Quando esse desejo nefasto tomar conta de seu coração já impuro,
De suas precedentes batalhas, perdidas e sem objetivo,
Verá que o erro é agora a base de sua obtusa vida,
E soluçando com o peito doendo ficará feliz ao ouvir a respiração.
-
Olho agora para os lados e encontro as janelas abertas,
Olho fixamente para o restante de sol que oferecem.
Penso; quando foi que a vida começou a responder as minhas divagações,
E quando foi que estes acordes começaram a me fazer sentido?
A incerteza da vida, para minha pessoa, tem tanta beleza quanto
Uma brisa reconfortante em uma tarde de amena de sábado.
Agora tenho que esconder mais uma vez meu ego,
Pois meu umbigo não vai agüentar mais uma palavra sobre mim.
-
Ele diz que necessita do outro para formar sua personalidade
Mas o outro também diz, que necessita dele para igualmente formar a sua,
Os dois cruzam a mesma porta, cumprimentam-se, olham simultaneamente para seus sapatos embarrados e não se olham mais.
Disse à moça, venha cá pequena.
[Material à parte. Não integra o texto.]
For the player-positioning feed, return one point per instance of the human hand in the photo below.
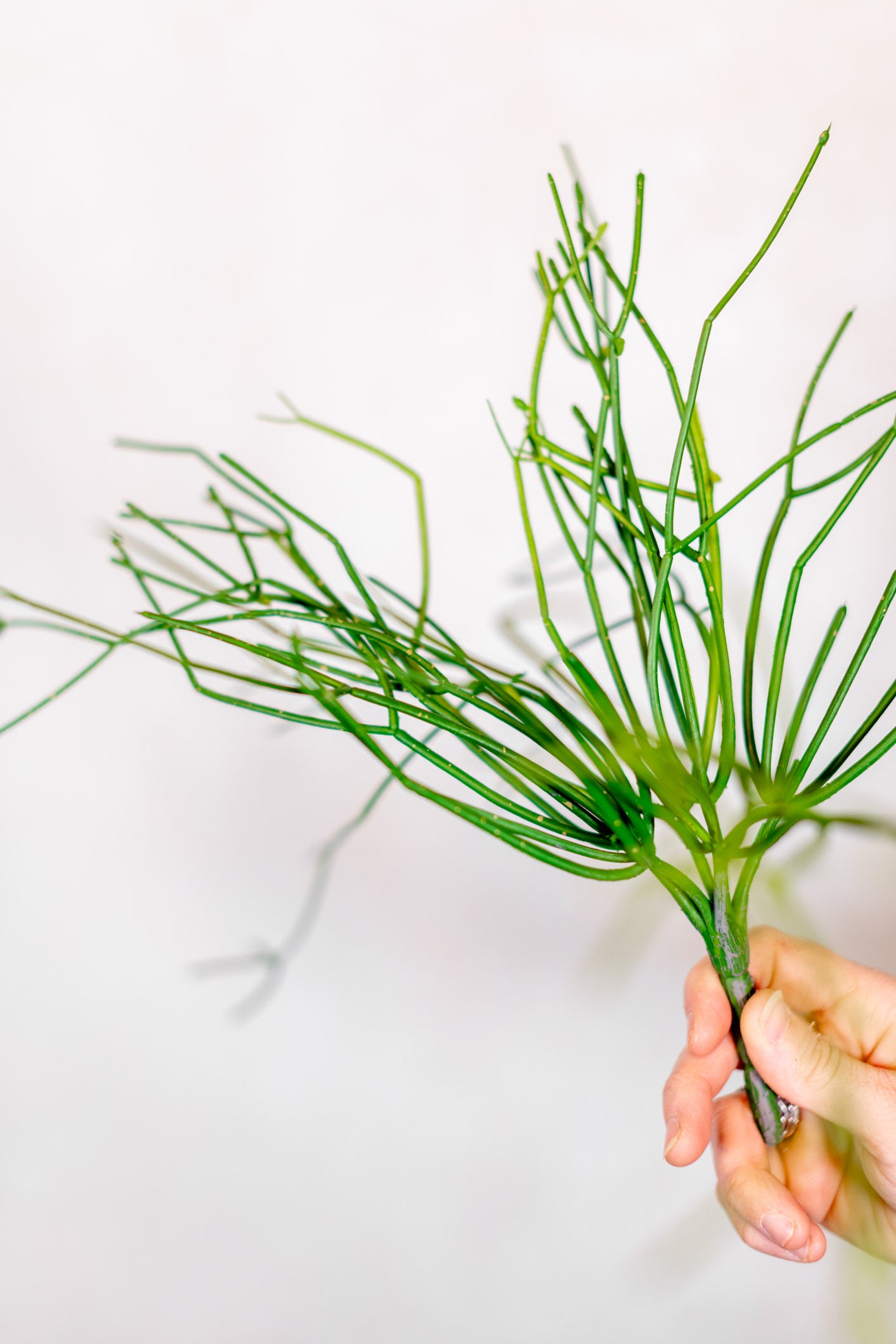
(822, 1032)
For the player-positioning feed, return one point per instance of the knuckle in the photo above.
(821, 1063)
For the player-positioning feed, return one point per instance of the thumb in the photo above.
(808, 1068)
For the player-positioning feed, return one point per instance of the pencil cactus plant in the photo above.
(611, 745)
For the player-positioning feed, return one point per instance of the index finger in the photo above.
(854, 1004)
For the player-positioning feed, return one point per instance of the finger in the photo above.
(762, 1210)
(808, 1068)
(687, 1101)
(812, 1165)
(707, 1008)
(855, 1004)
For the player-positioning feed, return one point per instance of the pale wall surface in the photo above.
(448, 1125)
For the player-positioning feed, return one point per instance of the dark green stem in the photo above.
(730, 954)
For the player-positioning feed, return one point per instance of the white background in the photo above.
(448, 1125)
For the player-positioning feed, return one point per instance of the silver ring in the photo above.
(789, 1117)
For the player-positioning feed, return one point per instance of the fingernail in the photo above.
(774, 1018)
(778, 1229)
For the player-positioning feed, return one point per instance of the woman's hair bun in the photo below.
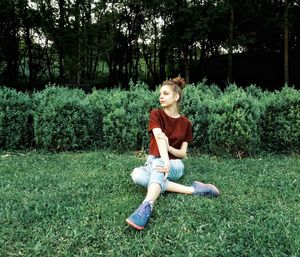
(179, 81)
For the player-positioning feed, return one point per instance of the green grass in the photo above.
(75, 204)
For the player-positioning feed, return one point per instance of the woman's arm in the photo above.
(162, 143)
(180, 153)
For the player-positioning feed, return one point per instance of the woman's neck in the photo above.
(172, 111)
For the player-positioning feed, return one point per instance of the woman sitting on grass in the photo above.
(170, 134)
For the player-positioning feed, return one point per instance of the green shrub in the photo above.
(16, 128)
(233, 123)
(99, 102)
(198, 100)
(62, 120)
(127, 115)
(280, 122)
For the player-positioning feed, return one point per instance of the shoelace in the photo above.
(144, 209)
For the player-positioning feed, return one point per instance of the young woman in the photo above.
(170, 134)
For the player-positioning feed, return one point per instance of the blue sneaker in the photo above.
(205, 189)
(140, 217)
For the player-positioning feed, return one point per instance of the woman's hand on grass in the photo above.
(163, 169)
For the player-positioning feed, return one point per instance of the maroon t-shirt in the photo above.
(178, 130)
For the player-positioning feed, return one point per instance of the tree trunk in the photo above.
(78, 54)
(186, 63)
(29, 52)
(230, 48)
(60, 47)
(286, 43)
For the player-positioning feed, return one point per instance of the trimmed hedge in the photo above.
(127, 115)
(233, 123)
(237, 122)
(62, 120)
(16, 119)
(280, 121)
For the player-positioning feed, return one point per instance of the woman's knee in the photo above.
(138, 176)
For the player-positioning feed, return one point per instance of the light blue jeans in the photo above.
(146, 175)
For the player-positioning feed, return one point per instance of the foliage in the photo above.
(280, 121)
(16, 115)
(62, 119)
(236, 122)
(233, 125)
(75, 204)
(125, 124)
(197, 103)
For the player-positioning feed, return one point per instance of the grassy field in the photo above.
(75, 204)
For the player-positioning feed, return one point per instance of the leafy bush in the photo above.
(198, 101)
(127, 116)
(233, 124)
(98, 102)
(16, 128)
(62, 120)
(280, 122)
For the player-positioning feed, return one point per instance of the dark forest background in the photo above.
(89, 43)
Venha me fazer feliz e somente isso,
Não lhe ofereço nada em troca a não ser minhas palavras distorcidas
E sei que gozarás com o entendimento das mesmas, pois, eu as faço
Somente para ti, assim, como para as outras em outros tempos.
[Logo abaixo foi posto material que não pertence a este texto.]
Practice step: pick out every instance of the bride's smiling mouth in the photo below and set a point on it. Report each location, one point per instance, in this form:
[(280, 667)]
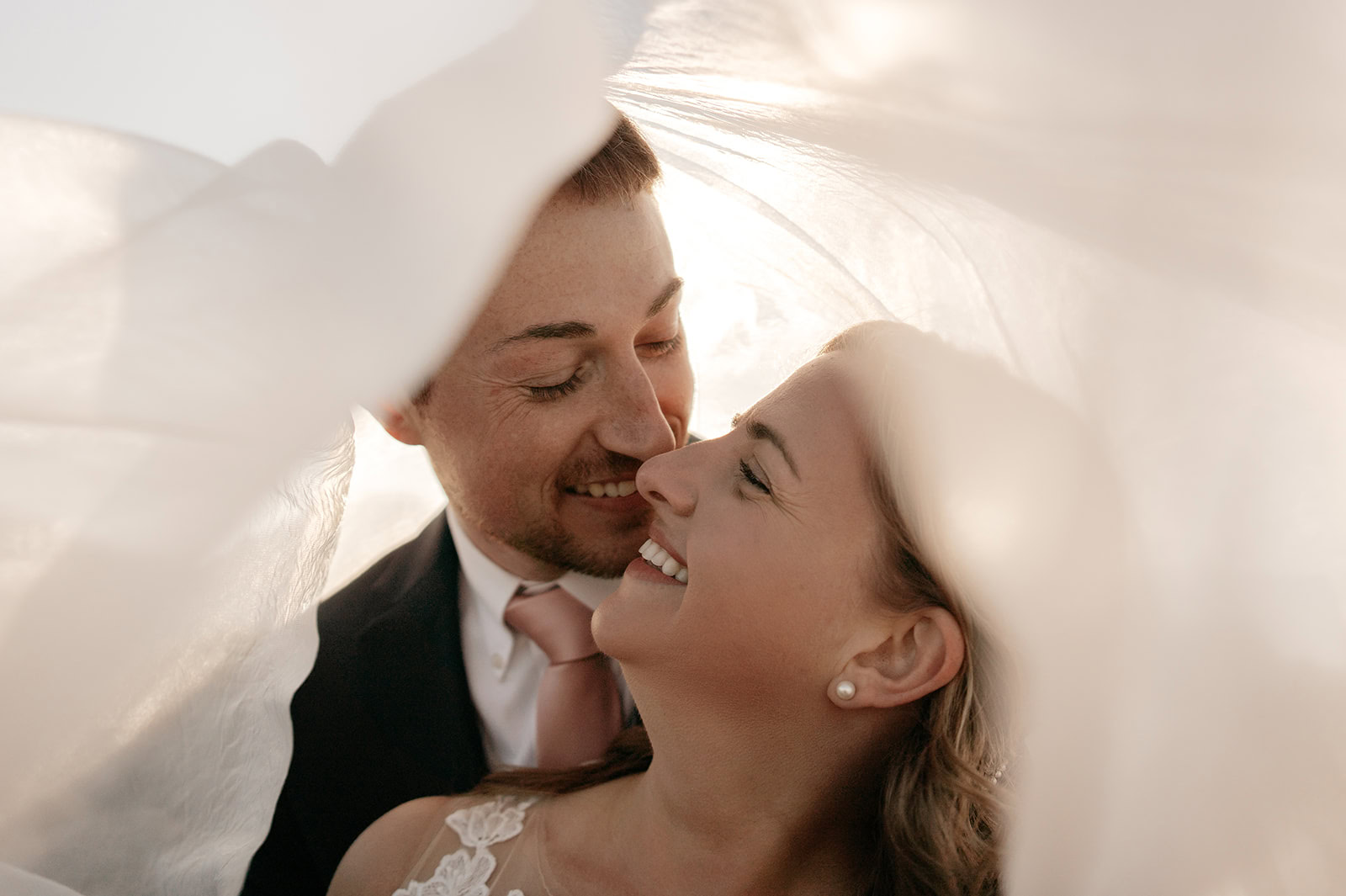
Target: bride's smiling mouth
[(659, 564)]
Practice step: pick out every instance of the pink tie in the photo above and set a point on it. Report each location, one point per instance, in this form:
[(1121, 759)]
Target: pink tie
[(579, 711)]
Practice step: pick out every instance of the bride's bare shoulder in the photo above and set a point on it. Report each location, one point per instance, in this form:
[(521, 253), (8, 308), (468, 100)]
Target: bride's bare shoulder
[(380, 859)]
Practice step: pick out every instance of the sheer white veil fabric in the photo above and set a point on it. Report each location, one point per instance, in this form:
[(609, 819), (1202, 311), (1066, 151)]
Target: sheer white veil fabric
[(1137, 209)]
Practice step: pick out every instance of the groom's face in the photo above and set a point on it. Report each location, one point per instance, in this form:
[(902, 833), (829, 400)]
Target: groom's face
[(575, 373)]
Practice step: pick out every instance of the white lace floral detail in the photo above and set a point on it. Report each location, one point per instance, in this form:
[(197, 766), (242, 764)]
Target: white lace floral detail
[(466, 871)]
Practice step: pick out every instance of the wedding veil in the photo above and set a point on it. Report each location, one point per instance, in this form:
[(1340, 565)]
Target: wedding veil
[(1137, 208)]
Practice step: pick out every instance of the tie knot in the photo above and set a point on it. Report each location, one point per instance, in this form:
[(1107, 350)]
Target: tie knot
[(556, 620)]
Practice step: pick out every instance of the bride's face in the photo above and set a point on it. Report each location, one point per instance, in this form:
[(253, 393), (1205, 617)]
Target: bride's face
[(777, 533)]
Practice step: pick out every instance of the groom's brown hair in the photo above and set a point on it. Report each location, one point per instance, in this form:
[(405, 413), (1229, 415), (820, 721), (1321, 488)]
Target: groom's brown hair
[(623, 168)]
Ela sorri, o beijando em suas duas faces, ao mesmo tempo em que fala
Raspando em suas duas orelhas:
Na esquerda em áspero tom; seja aquele que queres pensar que eu queira que seja, pois, tanto faz para nós dois.
Na direita em semblante aberto; seja aquele que nunca irá ser, mas seja e não o contrário.
Ele abre a porta e vai embora sem hesitar,
Deixando sua foto na mesa com flores da estação.